Barely released in 1996, Schizopolis is intensely aware of itself from the first moment, when Soderbergh calls “action” and then steps in front of the camera to declare this film “the most important motion picture” ever made. Soderbergh also stars as Fletcher Munson. He’s an office drone tabbed as an official speechwriter for the prophet of Eventualism, a Scientology-esque cult whose leader also looks a lot like Soderbergh.
These early scenes are spry and nonsensical, and Soderbergh the director drops in cartoon sound effects, sly cinematic in-jokes (the camera struggles to find the right passing automobile; characters speak in stage direction), and silly, self-indulgent asides.
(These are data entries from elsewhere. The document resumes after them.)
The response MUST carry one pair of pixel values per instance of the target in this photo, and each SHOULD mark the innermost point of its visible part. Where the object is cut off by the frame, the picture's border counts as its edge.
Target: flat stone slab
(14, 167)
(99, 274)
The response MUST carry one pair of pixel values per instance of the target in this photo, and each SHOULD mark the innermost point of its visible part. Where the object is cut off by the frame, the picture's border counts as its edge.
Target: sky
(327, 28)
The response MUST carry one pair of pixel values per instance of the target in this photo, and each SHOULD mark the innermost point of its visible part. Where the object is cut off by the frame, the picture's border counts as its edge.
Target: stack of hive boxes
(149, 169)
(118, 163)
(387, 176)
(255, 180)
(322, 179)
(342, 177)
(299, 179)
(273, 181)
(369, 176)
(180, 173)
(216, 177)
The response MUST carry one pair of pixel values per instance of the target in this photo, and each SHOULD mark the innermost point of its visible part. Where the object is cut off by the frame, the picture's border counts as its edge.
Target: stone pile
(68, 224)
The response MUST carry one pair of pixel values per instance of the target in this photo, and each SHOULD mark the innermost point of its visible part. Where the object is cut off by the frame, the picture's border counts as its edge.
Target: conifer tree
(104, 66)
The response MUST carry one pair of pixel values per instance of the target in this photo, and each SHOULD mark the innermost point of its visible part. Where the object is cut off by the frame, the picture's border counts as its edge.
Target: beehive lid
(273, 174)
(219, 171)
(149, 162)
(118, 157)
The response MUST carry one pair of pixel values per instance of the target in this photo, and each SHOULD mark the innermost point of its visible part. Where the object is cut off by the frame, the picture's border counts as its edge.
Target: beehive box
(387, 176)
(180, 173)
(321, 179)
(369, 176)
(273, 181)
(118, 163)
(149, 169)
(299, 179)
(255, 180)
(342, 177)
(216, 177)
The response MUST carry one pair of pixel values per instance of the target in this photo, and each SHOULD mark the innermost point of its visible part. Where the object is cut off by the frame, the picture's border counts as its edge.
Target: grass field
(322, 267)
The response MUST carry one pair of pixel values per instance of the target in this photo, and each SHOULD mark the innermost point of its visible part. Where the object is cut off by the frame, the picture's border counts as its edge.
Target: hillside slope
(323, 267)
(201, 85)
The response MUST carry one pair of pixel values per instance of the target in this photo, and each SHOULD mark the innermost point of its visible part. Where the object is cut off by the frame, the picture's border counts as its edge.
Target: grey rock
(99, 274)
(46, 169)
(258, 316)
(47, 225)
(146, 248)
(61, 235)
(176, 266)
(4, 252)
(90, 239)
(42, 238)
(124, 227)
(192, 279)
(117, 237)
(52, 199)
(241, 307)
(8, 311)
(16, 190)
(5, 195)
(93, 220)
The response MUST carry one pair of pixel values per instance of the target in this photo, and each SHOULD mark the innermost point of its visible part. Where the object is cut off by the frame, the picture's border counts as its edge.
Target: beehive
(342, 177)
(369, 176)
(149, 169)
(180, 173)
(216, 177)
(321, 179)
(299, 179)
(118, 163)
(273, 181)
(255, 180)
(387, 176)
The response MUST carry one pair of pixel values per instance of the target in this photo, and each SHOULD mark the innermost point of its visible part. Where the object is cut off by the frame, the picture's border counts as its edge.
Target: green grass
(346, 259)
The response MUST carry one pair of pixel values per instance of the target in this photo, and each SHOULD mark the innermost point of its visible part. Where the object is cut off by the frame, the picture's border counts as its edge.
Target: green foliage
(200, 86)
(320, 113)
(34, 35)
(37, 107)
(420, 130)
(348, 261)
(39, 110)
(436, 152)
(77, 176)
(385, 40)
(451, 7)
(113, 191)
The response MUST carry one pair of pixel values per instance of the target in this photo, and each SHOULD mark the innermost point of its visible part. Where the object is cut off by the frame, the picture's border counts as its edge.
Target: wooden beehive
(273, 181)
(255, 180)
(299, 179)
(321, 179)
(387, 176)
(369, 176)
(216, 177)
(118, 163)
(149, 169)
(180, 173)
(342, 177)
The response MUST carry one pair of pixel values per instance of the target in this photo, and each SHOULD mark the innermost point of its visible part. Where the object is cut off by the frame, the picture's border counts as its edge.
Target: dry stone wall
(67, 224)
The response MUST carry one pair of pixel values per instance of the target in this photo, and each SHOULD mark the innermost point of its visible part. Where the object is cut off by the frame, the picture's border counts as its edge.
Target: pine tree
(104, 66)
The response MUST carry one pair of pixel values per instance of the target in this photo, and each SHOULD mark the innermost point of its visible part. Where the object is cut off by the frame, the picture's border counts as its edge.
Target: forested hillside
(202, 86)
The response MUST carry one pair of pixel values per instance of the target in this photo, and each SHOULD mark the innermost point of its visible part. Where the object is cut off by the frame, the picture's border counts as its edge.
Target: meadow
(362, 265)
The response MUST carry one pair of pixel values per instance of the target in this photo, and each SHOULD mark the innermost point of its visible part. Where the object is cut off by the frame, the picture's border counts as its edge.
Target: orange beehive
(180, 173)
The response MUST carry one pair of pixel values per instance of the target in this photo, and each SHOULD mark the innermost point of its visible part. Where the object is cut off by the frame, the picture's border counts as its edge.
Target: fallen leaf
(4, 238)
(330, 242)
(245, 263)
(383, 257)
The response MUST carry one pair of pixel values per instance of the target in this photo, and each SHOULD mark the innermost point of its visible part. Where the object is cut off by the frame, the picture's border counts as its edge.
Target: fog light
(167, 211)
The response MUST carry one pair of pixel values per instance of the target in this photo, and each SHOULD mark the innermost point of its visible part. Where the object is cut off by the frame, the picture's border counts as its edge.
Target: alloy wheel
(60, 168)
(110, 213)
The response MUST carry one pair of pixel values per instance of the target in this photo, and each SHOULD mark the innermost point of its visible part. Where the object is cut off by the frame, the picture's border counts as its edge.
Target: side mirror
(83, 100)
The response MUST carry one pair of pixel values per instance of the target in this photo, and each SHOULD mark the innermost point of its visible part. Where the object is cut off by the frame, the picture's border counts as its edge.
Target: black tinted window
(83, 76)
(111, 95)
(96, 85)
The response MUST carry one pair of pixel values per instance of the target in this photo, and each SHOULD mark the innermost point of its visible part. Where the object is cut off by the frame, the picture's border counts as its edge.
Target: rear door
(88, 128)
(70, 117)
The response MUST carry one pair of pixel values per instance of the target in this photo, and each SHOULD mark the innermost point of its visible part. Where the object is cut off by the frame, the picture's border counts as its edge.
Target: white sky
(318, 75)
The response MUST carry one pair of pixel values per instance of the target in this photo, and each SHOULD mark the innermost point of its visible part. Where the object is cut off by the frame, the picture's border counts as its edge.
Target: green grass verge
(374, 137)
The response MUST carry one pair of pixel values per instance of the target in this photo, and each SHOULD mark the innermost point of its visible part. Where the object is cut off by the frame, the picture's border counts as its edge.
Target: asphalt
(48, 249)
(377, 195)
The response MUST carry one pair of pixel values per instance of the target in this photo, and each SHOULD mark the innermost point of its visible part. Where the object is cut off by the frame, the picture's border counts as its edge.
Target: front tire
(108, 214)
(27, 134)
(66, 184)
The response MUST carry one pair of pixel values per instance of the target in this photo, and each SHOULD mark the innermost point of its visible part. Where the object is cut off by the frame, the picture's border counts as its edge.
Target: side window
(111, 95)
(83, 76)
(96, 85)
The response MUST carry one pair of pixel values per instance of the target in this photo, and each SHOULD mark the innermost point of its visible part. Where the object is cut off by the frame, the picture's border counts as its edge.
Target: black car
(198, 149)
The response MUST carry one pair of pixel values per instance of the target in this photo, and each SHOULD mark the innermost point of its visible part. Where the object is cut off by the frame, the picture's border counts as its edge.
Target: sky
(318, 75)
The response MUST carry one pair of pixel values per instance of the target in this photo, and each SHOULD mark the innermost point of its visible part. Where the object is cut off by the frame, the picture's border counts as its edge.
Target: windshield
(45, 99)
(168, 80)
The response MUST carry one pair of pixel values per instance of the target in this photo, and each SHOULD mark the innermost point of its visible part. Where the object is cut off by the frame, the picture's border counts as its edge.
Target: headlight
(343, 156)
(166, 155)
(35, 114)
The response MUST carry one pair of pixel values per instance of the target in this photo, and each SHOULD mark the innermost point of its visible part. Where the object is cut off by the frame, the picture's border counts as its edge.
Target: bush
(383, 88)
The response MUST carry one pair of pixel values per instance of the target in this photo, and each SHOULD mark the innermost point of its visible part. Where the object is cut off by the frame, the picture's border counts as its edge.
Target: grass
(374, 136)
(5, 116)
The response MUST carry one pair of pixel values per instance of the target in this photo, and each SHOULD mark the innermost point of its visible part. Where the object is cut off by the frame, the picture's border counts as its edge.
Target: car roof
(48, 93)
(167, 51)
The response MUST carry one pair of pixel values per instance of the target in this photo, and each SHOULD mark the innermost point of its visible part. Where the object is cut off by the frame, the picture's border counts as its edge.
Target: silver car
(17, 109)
Diegesis gets chucked out the window. The film’s title appears on the shirt of an otherwise naked man; a tree bears the sign “Idea Missing”; functional supporting characters bear names like Attractive Woman #2 and Nameless Numberhead Man. There is a manic, anything-goes energy to Schizopolis, but the film is never ashamed of its intelligence, and as such it has the feel of early Woody Allen.
Schizopolis is above all about craziness, both in form and content. It’s about the insanity of relationships, of commingling art and commerce, and especially of filmmaking. Soderbergh made this movie at one of the bleakest moments in his life and career, and Schizopolis offers only two possible outcomes for artistic ambition – masturbating by yourself in a bathroom stall (the indie world) and rejecting your sense of self-identity (making Ocean’s 13). In their similar urges to deny their ambitions to achieve success, there are a lot of similarities between Fletcher Munson and the Sandro character played by Gabriele Ferzetti in L’Avventura.
And there is so much more to unpack. A profound examination of sexual dissatisfaction and psychotic perception. A series of second-half twists involving entering other consciousnesses that predate Being John Malkovich by several years. Not to mention a deranged and surprisingly poignant take on the fallacy of language, culminating in characters replaying cheeky earlier scenes in a diversity of foreign tongues, and finally making sense.
Lest I give the impression that Schizopolis is not only insane but insanely funny, I should mention that it also offers one of the greatest farewell speeches in film history. It gets delivered as a tender farewell to an ex-lover: “There was a time when I felt like an old rag with a stain you couldn’t get out, and you… you were like a piece of rotting fruit on a window sill. And it was great.”
That sums up this unique, shaggy dog masterpiece. Schizopolis is a lot like a piece of rotting fruit, and it’s great.